Witnessing This Life

Half Baked no. 2 — Let People Surprise You

photo by fabrizio verrecchia

Half Baked is a phrase I use to describe an idea, or sometimes a constellation of ideas that may hang out together but don’t fully form a cohesive concept or, in this case, blog post.  It will appear every now and again, when I’ve got something to share that doesn’t quite fit anywhere else.

 

When I was a kid, I loved taking things apart.  Anything that I could find that had been discarded or that was no longer working would end up in pieces on the floor of my small bedroom.  I would look at all the parts, interconnected, and try to understand how the object had worked.  Toasters and toys (who knew there was a tiny record player in the torso of talking dolls?!) and calculators and clocks.  This last was my favorite.  Watches and clocks, when I could get my hands on them, provided endless satisfaction with their tiny gears and springs and screws.  They were beautiful and complex and, to my eight-year old self, filled with mystery and potential.

Now one of my favorite things to do, in the stolen moments of free time that I find in the course of a week, is to listen to podcasts.  Recently, when listening to the consistently excellent This American Life, I heard an ad for something new:  “When an antique clock breaks” it began, “a clock that’s been telling time for 200 or 300 years, fixing it can be a real puzzle. An old clock like that was handmade by someone. It might tick away the time with a pendulum, with a spring, with a pulley system….”

photo by nathan anderson

Well now, they had my interest, and that was even before the narrator, Brian Reed, goes on to describe something called a “witness mark”, which clock-makers and restorers use to trace the work of the maker of the clock–to better understand and subsequently restore or fix it.  Small indications–scratches, screw holes or discolorations that may tell the story of what the original maker had been thinking or intending.

Some of you may recognize this already as the podcast, “S-Town“, which tells the story of a most memorable man, John B. McLemore.  We learn that John B., as friends call him, lives in Alabama and speaks with a pronounced southern accent.  He is a college drop-out who lives on the same land that his grandfather and father had before him.  He drives a pick-up truck and has a bunch of stray dogs that he has taken in.  Given all of this, it would be easy to make assumptions about him.  But here’s the thing–if you listen to the podcast, John B. continually surprises you.  Actually, a number of people in it do.

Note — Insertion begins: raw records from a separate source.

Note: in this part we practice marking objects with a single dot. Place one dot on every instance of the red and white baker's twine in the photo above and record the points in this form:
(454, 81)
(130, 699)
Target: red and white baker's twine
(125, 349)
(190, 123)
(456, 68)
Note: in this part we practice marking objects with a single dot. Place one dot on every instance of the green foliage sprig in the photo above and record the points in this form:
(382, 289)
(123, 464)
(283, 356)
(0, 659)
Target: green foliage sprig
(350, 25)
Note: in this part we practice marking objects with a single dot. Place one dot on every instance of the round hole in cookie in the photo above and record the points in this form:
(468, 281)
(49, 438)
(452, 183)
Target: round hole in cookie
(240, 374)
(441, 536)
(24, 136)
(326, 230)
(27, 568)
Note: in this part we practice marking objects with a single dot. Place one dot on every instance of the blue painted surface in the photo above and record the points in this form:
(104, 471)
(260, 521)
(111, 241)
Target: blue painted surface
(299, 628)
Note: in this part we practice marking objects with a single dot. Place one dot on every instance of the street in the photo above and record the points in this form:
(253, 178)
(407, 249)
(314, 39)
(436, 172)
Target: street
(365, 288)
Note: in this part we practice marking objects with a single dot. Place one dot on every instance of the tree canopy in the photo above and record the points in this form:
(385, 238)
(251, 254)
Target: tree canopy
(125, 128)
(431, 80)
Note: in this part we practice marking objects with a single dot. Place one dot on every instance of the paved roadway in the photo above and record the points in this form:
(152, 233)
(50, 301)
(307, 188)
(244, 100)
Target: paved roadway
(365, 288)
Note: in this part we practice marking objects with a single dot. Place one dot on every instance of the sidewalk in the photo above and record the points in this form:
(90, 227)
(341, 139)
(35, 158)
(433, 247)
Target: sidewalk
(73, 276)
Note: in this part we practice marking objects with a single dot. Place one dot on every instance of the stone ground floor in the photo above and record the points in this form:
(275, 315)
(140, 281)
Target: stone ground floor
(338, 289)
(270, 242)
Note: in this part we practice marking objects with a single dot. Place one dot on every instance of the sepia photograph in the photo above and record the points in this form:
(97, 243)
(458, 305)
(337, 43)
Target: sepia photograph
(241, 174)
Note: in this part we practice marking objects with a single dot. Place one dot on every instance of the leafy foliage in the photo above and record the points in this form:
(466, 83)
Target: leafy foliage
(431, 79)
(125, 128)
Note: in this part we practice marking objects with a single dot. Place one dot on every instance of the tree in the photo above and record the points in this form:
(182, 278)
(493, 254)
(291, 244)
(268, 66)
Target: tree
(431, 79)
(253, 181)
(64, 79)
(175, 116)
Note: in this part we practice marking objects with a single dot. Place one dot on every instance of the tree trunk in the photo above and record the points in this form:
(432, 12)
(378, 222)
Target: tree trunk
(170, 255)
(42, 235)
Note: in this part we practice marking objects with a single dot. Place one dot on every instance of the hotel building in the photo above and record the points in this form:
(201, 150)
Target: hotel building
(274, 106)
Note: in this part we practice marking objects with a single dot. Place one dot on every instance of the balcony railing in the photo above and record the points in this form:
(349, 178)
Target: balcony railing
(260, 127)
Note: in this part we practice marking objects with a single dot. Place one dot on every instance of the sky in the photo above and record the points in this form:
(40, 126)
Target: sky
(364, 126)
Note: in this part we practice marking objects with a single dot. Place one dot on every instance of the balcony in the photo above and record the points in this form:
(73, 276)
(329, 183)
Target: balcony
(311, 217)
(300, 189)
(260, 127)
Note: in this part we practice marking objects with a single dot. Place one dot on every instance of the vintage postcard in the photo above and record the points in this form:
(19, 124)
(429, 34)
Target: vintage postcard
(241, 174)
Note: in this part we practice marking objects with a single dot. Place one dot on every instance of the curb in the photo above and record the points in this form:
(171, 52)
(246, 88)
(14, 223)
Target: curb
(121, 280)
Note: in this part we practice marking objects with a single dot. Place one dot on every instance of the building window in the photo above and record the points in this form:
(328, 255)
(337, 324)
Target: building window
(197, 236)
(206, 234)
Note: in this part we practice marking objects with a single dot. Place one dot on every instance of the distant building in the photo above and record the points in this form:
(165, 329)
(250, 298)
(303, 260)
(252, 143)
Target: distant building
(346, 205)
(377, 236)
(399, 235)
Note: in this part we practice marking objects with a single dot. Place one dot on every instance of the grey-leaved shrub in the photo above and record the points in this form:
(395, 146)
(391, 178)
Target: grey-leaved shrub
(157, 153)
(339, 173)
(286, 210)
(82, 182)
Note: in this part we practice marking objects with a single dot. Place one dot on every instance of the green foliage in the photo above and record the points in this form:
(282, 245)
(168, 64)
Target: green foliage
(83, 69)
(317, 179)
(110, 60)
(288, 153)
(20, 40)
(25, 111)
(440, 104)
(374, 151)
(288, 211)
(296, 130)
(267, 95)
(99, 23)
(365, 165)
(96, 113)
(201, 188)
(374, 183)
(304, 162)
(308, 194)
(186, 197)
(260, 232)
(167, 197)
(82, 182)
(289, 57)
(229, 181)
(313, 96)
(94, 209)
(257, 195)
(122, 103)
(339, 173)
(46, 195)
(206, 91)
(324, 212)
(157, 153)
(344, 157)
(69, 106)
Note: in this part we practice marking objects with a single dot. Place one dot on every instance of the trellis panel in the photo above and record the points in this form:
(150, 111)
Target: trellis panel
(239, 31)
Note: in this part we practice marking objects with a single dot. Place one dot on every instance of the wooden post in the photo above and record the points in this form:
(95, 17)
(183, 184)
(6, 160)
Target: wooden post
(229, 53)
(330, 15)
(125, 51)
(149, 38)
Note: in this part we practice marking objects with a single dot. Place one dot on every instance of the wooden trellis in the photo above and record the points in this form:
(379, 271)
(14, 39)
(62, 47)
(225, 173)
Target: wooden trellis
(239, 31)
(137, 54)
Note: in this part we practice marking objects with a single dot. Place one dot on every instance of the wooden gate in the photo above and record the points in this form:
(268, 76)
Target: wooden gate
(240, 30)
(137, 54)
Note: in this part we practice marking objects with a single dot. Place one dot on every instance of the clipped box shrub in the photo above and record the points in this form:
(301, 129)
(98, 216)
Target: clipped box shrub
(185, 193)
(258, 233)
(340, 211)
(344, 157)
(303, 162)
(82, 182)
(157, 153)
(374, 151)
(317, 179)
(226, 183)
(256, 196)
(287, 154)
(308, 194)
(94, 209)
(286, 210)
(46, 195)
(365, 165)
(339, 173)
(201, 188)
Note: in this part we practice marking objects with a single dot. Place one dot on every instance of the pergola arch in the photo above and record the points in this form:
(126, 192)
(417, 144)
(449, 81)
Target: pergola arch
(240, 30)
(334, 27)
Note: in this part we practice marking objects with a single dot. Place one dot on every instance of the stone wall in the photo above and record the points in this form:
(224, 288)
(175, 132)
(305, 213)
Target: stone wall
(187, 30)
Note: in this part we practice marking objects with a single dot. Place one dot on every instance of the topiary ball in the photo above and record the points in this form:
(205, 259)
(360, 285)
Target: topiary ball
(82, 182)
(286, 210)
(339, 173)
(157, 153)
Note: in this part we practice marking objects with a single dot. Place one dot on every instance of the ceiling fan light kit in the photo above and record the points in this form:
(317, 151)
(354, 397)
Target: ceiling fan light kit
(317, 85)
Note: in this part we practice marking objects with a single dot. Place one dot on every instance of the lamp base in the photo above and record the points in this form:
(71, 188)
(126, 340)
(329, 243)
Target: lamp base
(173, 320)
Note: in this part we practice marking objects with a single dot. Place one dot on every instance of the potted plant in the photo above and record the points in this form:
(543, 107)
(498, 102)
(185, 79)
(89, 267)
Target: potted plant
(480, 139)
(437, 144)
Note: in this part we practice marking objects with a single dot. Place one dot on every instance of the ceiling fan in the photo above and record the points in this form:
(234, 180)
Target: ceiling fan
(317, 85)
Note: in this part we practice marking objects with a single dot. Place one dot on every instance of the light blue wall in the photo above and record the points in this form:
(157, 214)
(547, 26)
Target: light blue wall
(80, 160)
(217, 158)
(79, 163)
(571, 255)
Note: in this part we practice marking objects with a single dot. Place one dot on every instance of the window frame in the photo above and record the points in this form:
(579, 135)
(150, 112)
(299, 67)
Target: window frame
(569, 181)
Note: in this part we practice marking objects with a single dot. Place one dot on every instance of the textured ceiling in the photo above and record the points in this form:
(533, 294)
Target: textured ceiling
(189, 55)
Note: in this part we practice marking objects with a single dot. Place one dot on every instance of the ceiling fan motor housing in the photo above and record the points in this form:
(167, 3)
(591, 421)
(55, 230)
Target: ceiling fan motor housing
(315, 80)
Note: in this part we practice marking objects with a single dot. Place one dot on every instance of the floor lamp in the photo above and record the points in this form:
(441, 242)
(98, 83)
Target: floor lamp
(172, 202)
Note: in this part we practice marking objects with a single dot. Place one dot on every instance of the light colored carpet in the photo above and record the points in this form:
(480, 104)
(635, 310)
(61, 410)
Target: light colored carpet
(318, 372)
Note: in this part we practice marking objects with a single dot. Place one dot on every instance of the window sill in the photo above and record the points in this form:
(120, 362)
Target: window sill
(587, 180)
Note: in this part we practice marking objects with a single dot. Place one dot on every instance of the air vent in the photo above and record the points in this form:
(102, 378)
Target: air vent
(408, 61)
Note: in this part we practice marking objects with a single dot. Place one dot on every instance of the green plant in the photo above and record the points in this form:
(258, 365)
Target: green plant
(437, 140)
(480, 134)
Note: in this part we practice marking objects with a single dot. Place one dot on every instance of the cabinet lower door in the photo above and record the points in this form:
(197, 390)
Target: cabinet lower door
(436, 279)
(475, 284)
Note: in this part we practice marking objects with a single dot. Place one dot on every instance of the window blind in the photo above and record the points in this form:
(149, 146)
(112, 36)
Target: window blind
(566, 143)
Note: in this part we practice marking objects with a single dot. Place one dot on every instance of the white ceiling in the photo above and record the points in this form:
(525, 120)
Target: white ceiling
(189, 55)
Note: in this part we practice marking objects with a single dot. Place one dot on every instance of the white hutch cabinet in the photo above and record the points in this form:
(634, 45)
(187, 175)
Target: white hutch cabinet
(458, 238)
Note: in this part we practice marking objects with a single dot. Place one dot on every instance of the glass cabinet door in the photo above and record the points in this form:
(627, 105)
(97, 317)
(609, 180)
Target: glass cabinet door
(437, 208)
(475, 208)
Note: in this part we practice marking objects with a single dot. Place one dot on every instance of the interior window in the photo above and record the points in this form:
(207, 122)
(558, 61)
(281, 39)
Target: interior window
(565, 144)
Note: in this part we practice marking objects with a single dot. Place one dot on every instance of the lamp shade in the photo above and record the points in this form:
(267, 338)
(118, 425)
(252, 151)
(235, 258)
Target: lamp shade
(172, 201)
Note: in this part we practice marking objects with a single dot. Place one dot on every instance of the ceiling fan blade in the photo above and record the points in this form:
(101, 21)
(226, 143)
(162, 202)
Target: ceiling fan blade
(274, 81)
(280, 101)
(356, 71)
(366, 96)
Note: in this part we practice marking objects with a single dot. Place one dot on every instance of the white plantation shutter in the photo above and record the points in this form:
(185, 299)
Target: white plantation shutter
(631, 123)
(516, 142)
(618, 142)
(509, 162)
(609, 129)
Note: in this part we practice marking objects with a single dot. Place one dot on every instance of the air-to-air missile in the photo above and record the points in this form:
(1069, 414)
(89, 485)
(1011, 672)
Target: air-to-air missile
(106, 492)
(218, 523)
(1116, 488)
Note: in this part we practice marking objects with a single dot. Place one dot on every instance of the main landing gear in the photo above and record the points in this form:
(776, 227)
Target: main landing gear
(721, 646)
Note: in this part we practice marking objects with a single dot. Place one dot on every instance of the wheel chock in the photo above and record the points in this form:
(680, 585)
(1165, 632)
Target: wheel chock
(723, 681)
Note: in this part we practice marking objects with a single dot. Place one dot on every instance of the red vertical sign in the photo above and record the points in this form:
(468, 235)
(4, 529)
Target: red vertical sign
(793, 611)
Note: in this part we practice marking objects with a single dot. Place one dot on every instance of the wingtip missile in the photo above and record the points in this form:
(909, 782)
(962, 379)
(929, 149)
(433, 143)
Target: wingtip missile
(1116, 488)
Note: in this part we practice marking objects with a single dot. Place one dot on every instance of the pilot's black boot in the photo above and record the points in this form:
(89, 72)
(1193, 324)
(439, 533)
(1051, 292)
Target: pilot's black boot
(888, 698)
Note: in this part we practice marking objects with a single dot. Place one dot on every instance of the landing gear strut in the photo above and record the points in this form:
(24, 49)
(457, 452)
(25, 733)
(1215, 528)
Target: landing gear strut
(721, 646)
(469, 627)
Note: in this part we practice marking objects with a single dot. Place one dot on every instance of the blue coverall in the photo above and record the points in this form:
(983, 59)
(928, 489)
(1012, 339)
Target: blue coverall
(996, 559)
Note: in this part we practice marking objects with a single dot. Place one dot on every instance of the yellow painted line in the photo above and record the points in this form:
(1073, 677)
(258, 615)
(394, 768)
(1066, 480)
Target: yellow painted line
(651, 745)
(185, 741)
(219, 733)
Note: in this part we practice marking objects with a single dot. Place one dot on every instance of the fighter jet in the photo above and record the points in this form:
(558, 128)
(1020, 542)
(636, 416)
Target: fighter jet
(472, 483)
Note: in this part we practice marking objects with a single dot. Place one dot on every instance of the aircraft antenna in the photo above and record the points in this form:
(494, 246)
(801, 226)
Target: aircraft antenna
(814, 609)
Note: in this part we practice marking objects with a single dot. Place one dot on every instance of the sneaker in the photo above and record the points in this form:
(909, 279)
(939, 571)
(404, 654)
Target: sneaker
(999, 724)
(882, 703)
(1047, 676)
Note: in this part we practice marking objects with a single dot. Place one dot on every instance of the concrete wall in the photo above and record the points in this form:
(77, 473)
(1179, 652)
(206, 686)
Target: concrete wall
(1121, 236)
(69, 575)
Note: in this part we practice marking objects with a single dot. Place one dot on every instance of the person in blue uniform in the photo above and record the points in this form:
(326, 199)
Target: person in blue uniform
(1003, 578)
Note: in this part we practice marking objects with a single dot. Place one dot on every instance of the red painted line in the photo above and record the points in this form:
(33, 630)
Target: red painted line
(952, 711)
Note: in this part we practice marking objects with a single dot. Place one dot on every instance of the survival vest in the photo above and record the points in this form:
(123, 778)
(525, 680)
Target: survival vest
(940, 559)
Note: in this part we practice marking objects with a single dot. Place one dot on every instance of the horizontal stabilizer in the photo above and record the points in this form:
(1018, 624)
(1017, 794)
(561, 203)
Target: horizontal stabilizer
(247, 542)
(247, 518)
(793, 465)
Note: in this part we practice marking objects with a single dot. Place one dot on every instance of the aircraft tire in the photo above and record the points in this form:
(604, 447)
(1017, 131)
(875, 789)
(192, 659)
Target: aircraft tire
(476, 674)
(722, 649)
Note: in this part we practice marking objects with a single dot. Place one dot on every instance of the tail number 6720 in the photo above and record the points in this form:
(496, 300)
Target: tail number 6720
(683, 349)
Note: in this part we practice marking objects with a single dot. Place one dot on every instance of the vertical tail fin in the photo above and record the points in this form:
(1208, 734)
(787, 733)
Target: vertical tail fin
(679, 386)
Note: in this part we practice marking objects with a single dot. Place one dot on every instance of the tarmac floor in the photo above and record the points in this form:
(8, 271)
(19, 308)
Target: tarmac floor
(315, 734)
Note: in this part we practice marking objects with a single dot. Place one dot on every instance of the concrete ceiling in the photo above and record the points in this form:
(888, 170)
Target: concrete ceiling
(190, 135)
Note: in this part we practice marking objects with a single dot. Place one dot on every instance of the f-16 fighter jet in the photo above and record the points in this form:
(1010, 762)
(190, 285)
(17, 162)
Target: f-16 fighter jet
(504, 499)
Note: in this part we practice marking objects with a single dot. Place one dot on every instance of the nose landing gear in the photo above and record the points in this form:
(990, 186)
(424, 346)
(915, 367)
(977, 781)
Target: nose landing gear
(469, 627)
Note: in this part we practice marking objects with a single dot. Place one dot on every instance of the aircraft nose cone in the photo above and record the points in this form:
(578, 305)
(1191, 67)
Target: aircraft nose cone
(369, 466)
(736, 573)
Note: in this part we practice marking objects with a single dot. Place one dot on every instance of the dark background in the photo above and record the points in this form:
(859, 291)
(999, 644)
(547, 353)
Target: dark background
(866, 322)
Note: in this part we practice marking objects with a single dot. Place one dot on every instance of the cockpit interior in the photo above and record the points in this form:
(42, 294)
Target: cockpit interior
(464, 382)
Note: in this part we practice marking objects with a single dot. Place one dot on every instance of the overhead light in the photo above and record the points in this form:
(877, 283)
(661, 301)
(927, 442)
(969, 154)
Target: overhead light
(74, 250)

It turns out that John B. is a madman and super-genius.  A horologer, polymath, inventor, botanist, and provocateur,  He is eccentric and endlessly endearing.  And he lives in a small town in Alabama that he calls “Shit Town”.  Thus the name of the podcast.

Years ago, when I thought I wanted to be a researcher when I grew up, I was in a program to earn a PhD in Social Psychology.  With an emphasis on health research, I worked in an HIV research center.  A small but bustling and scrappy venture in the heart of New York City, there were a number of concurrent studies running at any one time.  Each of these was different from one another, but similar in a number of significant ways.  They quite often were looking to answer questions about how substance use affected various behaviors and health outcomes.  In one study in particular, the population was primarily minority, very low socio-economic status, HIV positive, and to varying degrees, substance abusing.

I met a significant number of people who participated in these studies, who I would not likely have met otherwise.  And I’ll tell you this–I’d be hard pressed to tell you about the results or findings of any of the studies, but I did learn something that shaped and changed my entire life and perspective.  I learned that if you let them, people will surprise you.

I learned that an African American grandmother in rural Georgia supported her grandson in his exploration of gender expression.  She bought him nightgowns and undergarments and painted his nails.  She made him feel beautiful when everyone else made him feel unworthy of love.

I learned that a person could be trained as a chef in Europe, working in some of the best restaurants for 20 years, and could still lose it all.  Could sit on street corners now, chatting with friends, looking like someone with no past and no future.

I learned that vast intelligence and insight don’t protect anyone from addiction or bad luck.  And that some people’s luck is just a lot harder than others.

photo by jay mantri

I learned that when you are homeless, you can go days without a single person making eye contact with you.  That sometimes, more than a dollar or a sandwich, a smile alone can sustain you, reminding you that you are connected and human and worthy.

And so when I was listening to S-Town, I realized, again, that people can surprise us if we let them.  That whatever clothes they are wearing, whatever their address or accent or upbringing, there is often an inner history that holds the unexpected and sometimes the beautiful.  John B., when we first meet him, sounds like one thing and opens and unfolds into something quite different.  So much richer than what anyone could or would predict or know.

So I post this as an invitation–yes, to listen to S-Town if you haven’t already.  It’s incredibly beautiful in ways that I couldn’t have anticipated.  But this is also an invitation to see those you encounter with fresh eyes.  To know that they hold a story and history and hopes for the present and future that is theirs alone.  And the only way they can share it with you is if you make some space and invite them to do so.  I promise you, it’s the gift of a lifetime for everyone involved.